Some interesting bits via Can China Contain Bitcoin?:
- In 2016, most Bitcoin trades were in Chinese Renminbi
- China’s Central Bank Has Begun Cautiously Testing a Digital Currency – testing between the central bank and commercial banks.
- “A digital fiat currency—one backed by the central bank and with the same legal status as a banknote—would lower the cost of financial transactions, thereby helping to make financial services more widely available. This could be especially significant in China, where millions of people still lack access to conventional banks. A digital currency should also be cheaper to operate, and ought to reduce fraud and counterfeiting.”
- They want more oversight and traceability. This is good from a reducing corruption standpoint.
- “Yao writes that the currency would only use a distributed ledger in a limited way. A blockchain might not be used to process transactions, as this could prove an insurmountable bottleneck for a currency with such a huge transaction volume as the renminbi. But such a distributed ledger might be used to periodically check who owns what. “The ownership of digital currency can be verified directly by the issuing bank, so as to realize peer-to-peer cash transaction[s],” Yao writes.”
- Source – in Mandarin, but you can read it via Google Translate (Yao Qian: Digital Currency and Bank Accounts | Central Bank and Currency) – translated
- “I repeatedly heard that 90 percent of Chinese ICOs were scams. The whole model, in which you buy tokens to use on a platform that does not yet exist, might never exist, or could be a total flop, can be a magnet for fraudsters.”

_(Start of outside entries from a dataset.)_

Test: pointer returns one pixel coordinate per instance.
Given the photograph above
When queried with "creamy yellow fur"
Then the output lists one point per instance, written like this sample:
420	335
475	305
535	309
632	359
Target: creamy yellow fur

- “It’s easy to understand why many Chinese people would be attracted to Bitcoin. In China’s heavily regulated financial environment, speculating on the currency represented one of the few investment options for the retail investor, Kapron observes. In 2013, the Shanghai stock exchange had been underperforming for years. Real estate prices were too high for many ordinary people, but you could buy a fraction of a bitcoin for as little as one dollar. By mid–2013, Chinese exchanges were moving more than $35 million in bitcoins each day.”
- On how to bypass capital controls: “Beijing was also worried about yuan leaving the country. China caps yuan outflow at $50,000 per person per year. While it’s not clear that large numbers of people were using Bitcoin to evade Chinese capital controls, the potential was there. People in China could buy bitcoins in yuan, sell them on an American exchange, and then withdraw the sum in dollars.”
- When China banned financial services companies from dealing with Bitcoin exchanges in late 2013, the Chinese found a workaround: “Instead of paying exchanges directly from their bank accounts, they used cash to buy vouchers that could then be traded on the exchanges. Alternatively, purchasers could send money to the personal bank account of someone who worked at an exchange.”
- Blockchain development as part of China’s 13th 5 year plan
In late August Lu did an ICO to raise money for Bihu.com, a communications platform that uses blockchain technology. In ICOs, startups issue a new virtual token to the public, sometimes on the premise that the token will be necessary for use of the startup’s product. High demand for that product should, in theory, make these virtual tokens gain value. Bihu.com aimed to be like Twitter or Reddit, except that users could reward good content with “keys,” the platform’s own token.
Lu was thrilled by Bihu’s ICO. He says he raised over $20 million in a matter of hours. He believed there was no way that venture capital would deliver that kind of result. Then the following month China’s ICO ban came down, and Lu had to give all the money back.
The above is definitely interesting – Bihu seems a lot like Steemit.